The Iowa Supreme Court, in attempting to distinguish the sales tax and the use tax in the case of Herman M. Brown Company v. Johnson, 248 Iowa 1143, 82 N.W.2d 134, 142 (1957), quoted with approval from Paramount-Richards Theatres, Inc. v. State, 256 Ala. 515, 55 So.2d 812, 821 (1951), as follows:

“It is therefore necessary that these two acts should be construed in pari materia, giving to each its separate field of operation.
“The technical means of confining the use tax to interstate sales or sales (purchases) made outside of the state for use in the state, is accomplished by exempting from the provisions of the use tax any property sold under such circumstances as would make the sale taxable under the provisions of the Sales Tax Act. In other words, the Use Tax Act is drafted in such manner as to impose a use tax upon the use of tangible personal property within the state, at the same rate as the sales tax. In order to limit the use tax to interstate transactions, the Act is so worded as to exempt from the measure of the tax all retail sales of tangible personal property . made within the state. * * * But-for this provision, the Use Tax Act would have the effect of imposing an additional tax in the same amount as imposed by the Sales Tax Act. In this way, retail sales made within the state would be subjected to a double tax.”

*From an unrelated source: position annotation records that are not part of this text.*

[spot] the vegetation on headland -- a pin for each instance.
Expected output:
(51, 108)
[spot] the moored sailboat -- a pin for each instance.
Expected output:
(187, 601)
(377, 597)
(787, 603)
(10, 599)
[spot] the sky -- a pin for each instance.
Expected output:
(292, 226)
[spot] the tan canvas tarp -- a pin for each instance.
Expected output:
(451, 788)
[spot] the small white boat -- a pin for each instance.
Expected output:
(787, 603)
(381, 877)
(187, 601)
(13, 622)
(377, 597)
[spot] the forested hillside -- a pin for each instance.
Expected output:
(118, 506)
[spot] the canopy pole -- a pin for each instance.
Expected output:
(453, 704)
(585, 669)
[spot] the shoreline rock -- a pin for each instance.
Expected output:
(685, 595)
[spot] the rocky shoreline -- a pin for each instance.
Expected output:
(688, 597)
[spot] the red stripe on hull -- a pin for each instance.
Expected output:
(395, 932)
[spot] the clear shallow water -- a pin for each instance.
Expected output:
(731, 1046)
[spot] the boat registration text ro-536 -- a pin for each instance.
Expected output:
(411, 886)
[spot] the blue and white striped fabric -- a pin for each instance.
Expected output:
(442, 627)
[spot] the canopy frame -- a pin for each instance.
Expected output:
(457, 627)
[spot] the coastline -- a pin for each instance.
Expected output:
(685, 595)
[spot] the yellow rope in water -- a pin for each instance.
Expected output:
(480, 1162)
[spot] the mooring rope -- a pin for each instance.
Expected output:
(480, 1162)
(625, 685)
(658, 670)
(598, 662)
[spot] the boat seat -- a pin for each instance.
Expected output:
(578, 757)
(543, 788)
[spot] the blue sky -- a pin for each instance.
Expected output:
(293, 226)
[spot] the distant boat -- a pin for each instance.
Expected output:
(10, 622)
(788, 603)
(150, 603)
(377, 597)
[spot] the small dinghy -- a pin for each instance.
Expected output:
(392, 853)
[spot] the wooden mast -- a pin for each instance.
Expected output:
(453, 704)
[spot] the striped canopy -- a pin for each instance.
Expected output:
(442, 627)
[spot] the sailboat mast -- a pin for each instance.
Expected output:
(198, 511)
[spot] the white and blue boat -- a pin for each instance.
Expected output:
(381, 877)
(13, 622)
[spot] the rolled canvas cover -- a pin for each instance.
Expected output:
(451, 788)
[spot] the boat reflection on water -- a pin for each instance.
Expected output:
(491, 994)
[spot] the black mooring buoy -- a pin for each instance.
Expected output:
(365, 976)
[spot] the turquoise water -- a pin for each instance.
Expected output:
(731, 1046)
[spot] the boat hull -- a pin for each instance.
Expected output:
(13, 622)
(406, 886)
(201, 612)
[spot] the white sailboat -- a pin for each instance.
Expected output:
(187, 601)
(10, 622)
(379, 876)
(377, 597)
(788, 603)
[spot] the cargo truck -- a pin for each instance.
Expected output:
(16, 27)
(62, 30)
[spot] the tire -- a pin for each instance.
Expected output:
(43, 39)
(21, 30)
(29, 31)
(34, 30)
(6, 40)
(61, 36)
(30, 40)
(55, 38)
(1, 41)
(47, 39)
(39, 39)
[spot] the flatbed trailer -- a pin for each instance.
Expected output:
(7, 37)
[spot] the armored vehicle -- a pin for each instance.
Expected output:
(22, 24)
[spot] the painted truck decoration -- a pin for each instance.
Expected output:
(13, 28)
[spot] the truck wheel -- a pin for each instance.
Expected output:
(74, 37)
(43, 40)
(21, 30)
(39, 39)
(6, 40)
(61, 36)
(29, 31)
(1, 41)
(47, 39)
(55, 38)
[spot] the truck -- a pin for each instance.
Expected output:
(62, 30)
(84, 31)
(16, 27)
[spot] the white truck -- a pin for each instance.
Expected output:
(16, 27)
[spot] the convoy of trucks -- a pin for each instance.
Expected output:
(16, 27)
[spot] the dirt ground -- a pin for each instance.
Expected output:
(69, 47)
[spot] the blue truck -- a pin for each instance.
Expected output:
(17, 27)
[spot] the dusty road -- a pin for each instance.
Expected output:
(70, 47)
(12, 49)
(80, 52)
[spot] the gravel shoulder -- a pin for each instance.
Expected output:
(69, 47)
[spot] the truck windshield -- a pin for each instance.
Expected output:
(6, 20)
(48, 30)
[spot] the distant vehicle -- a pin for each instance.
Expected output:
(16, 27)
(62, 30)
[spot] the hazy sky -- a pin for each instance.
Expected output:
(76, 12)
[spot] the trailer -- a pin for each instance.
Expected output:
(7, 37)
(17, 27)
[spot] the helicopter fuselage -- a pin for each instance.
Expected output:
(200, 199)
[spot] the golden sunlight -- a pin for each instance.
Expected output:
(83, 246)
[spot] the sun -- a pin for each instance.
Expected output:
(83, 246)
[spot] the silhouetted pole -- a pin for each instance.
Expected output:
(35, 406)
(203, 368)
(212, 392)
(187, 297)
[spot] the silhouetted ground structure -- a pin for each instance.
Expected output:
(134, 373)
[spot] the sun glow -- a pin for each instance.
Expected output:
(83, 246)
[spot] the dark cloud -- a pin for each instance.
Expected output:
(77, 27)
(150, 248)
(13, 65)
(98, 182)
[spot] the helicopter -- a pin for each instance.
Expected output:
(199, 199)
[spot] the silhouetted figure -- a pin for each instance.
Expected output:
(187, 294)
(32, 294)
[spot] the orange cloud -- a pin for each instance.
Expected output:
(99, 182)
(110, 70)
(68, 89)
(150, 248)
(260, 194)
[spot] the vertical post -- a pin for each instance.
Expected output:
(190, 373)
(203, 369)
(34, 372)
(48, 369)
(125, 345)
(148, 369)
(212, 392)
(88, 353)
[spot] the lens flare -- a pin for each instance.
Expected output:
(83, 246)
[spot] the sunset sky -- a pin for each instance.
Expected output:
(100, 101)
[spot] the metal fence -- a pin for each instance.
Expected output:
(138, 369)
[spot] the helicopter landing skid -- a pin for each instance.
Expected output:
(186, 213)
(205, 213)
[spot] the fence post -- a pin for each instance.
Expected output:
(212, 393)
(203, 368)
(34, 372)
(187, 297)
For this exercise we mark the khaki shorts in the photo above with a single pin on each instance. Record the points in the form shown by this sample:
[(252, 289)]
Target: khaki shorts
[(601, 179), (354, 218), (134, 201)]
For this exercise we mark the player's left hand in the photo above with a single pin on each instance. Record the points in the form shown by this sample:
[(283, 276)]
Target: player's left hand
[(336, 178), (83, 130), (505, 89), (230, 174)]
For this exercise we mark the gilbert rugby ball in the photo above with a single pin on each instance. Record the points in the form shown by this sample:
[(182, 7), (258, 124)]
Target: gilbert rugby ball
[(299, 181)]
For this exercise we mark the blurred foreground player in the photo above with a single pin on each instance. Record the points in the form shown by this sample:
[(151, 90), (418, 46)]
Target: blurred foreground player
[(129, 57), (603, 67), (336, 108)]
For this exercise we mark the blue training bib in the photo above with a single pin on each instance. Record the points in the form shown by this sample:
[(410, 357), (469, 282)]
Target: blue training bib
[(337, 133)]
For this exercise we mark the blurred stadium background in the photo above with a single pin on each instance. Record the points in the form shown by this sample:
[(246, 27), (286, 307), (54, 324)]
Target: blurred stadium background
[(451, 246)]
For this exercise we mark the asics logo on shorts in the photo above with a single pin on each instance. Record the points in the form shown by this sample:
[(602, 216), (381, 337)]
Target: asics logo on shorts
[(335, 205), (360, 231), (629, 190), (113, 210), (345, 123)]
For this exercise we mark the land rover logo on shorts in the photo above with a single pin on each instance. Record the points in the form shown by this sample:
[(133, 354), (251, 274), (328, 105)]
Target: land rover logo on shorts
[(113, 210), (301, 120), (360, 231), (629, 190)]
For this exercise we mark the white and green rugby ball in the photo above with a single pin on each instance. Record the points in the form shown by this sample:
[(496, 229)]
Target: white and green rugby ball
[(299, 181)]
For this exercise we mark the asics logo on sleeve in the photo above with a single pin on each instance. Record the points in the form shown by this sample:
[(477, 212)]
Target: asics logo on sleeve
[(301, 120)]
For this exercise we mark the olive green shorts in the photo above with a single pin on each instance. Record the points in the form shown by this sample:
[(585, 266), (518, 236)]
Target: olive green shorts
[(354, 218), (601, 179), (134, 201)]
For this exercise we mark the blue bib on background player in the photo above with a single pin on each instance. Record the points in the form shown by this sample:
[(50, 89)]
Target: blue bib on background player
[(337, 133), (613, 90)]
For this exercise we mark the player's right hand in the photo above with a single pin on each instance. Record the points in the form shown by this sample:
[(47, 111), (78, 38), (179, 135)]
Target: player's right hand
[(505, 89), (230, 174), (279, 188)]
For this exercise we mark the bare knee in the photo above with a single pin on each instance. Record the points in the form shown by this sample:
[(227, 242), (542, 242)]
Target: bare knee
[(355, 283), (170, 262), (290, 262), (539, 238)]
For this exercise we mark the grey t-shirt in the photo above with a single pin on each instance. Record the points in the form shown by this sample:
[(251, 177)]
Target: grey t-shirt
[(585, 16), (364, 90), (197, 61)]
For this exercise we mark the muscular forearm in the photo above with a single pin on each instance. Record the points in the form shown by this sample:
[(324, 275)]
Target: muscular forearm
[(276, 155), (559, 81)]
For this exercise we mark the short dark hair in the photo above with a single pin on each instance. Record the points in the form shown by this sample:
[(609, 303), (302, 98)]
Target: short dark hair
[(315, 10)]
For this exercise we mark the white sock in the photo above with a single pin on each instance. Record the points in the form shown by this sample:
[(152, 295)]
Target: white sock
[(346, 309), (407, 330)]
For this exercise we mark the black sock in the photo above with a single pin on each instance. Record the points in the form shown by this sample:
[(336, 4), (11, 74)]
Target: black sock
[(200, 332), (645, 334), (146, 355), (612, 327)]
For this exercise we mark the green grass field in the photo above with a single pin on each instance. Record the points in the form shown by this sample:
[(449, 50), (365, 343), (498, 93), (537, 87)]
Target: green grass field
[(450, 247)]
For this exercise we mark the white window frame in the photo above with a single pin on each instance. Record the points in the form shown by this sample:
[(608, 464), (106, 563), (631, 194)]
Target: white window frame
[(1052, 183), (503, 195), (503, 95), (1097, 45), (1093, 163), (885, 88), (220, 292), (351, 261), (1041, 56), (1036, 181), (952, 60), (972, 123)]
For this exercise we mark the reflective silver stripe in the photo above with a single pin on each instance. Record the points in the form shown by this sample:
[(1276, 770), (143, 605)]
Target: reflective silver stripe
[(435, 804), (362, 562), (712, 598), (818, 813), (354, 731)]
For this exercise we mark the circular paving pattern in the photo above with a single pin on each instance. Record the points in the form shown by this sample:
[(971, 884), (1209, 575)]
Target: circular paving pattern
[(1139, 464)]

When the controversy in the instant case arose, North Dakota had a sales tax and a use tax, the purposes of which were to tax the retail purchases made in North Dakota, to tax the use of certain purchases made at retail in North Dakota, and to tax the use of purchases made at retail outside North Dakota. The purposes of the sales tax and the use tax obviously were to place an in-State purchaser on an equal footing with a person purchasing out of the State. There is a provision in the use tax law whereby any transaction on which sales tax is assessed will be exempt from the use tax provisions, but if there is no sales tax, then there will be no exemption and the use tax will apply to nearly everything that the sales tax formerly covered. Therefore, when the Retail Sales Tax Act was defeated by referral', the State properly imposed the use tax and, accordingly, the use tax applied to goods purchased in North Dakota during the period from July 1, 1965, to April 1, 1967.

It is the opinion of this court that the use tax would attach, as claimed by the State, except for the exemption in § 57-40-03(1) [now § 57-40.2-04(1),'1967 Supp.], N.D.C. C. Therefore, when the sales tax was defeated at the referral election, this exemption no longer applied and the use tax would attach to in-State purchases to the extent of its provisions, which, as conceded by the State, were not quite so broad as the sales tax provisions. Accordingly, it is so held that such use tax provisions do attach to the purchases made under the contracts in the instant case during the period from July 1, 1965, to April 1, 1967.

The judgment of the trial court is reversed, and The Boeing Company is liable for the sales and use taxes on the purchase and use of materials for the projects in the instant case. Accordingly, Boeing is liable for sales and use taxes on:

1.Property and services procured by Boeing in North Dakota, pursuant to Letter or Definitized Contracts No. AF 04(647)-936 or No. AF 04(694-362;
2. All property which was procured by Boeing outside North Dakota, pursuant to these contracts alluded to in paragraph 1; and
3. All property which was purchased at retail by Boeing under Facilities Contract No. AF 04(647)-683, and as first used in North Dakota by Boeing.

TEIGEN, C. J., and STRUTZ, KNUD-SON and ERICKSTAD, JJ., concur.